Vediamo allora, con precisione, di entrare nel dettaglio delle differenze, premesso che i giudici hanno stabilito che la pergotenda “è una struttura destinata a rendere meglio vivibili gli spazi esterni delle unità abitative (terrazzi o giardini)” e, per le sue caratteristiche costruttive basilari, di regola, “non è un’opera edilizia soggetta al previo rilascio del titolo abilitativo”. Quindi, la questione della necessità di permessi non si pone se il costruttore si attiene in maniera rigorosa alle prerogative specifiche che definiscono l’opera.

In base alla giurisprudenza amministrativa, la pergotenda è catalogata come manufatto, e come tale non costituisce aumento di volume o di superficie coperta. Alla conclusione della sentenza, i giudici hanno stabilito che la struttura che costituisce la condizione per un’ottimale fruizione dello spazio esterno, è rappresentata, come opera principale, non tanto dallo scheletro che la sorregge, ma dalla tenda stessa, principio fondamentale di protezione dal sole e dagli agenti atmosferici. Pertanto, nei casi che rientrano nei canoni stabiliti, la pergotenda si qualifica semplicemente in termini di “elemento accessorio”, necessario al sostegno e all’estensione della tenda.

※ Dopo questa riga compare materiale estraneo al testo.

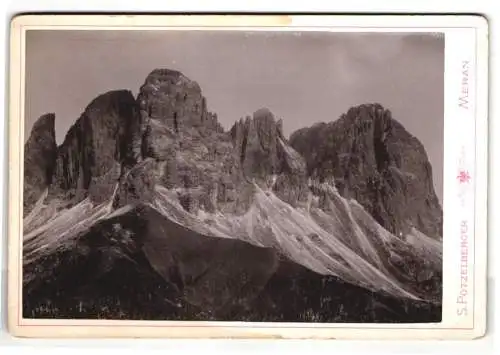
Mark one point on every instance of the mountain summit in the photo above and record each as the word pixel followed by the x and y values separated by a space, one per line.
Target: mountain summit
pixel 152 211
pixel 374 160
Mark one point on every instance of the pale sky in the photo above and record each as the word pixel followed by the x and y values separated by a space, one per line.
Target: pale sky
pixel 302 78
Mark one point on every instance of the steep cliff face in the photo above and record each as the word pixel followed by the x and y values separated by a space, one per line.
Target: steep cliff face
pixel 40 152
pixel 107 136
pixel 175 100
pixel 373 159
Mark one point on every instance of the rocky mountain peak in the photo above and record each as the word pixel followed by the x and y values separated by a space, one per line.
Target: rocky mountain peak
pixel 105 138
pixel 39 159
pixel 172 98
pixel 373 159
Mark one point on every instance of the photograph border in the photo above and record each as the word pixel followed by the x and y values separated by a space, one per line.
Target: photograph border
pixel 476 208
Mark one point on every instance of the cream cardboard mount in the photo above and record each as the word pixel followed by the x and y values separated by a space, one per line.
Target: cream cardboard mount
pixel 248 176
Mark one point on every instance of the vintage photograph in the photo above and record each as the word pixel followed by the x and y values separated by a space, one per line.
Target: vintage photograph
pixel 255 176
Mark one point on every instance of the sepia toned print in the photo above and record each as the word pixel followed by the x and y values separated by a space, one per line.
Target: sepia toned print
pixel 233 176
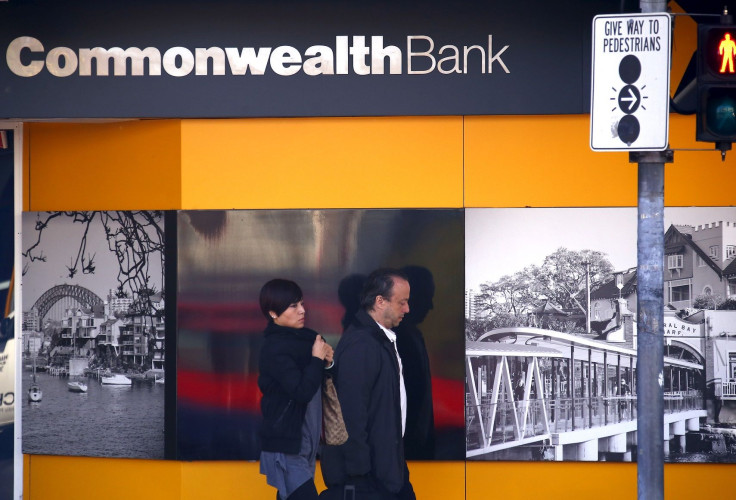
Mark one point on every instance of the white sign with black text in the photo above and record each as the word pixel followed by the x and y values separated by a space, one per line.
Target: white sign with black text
pixel 630 84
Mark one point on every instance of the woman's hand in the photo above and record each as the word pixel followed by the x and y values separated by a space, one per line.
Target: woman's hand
pixel 330 353
pixel 320 348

Diverso è il discorso se la struttura, per le sue caratteristiche tecniche, amplia una superficie commerciale o modifica la sagoma dell’edificio, magari perché di dimensioni considerevoli, e soprattutto se viene ancorata in maniera massiccia al suolo: in questi casi, è classificata come “nuova costruzione”, e deve esserne richiesto il permesso per realizzarla. Infatti, se, la pergotenda presenta elementi strutturali incompatibili con il carattere della temporaneità e/o della precarietà, o se distorce, anche solo in parte, gli elementi essenziali delle specifiche indicate, come, per esempio, una pergotenda dotata di vetro strutturale, allora vige l’obbligo della richiesta permesso per costruire.

Questo anche perché il vetro, per esempio, è utilizzato strutturalmente per realizzare le pareti esterne di una costruzione che, pertanto, verrebbe catalogata non più come manufatto, ma come una vera e propria opera edilizia, andando a cadere l’aspetto di configurazione di mero elemento di supporto di una tenda.

In definitiva, la necessità o meno del permesso, dipende da 3 fattori fondamentali: dimensioni, caratteristiche tecniche e uso cui è destinata la struttura.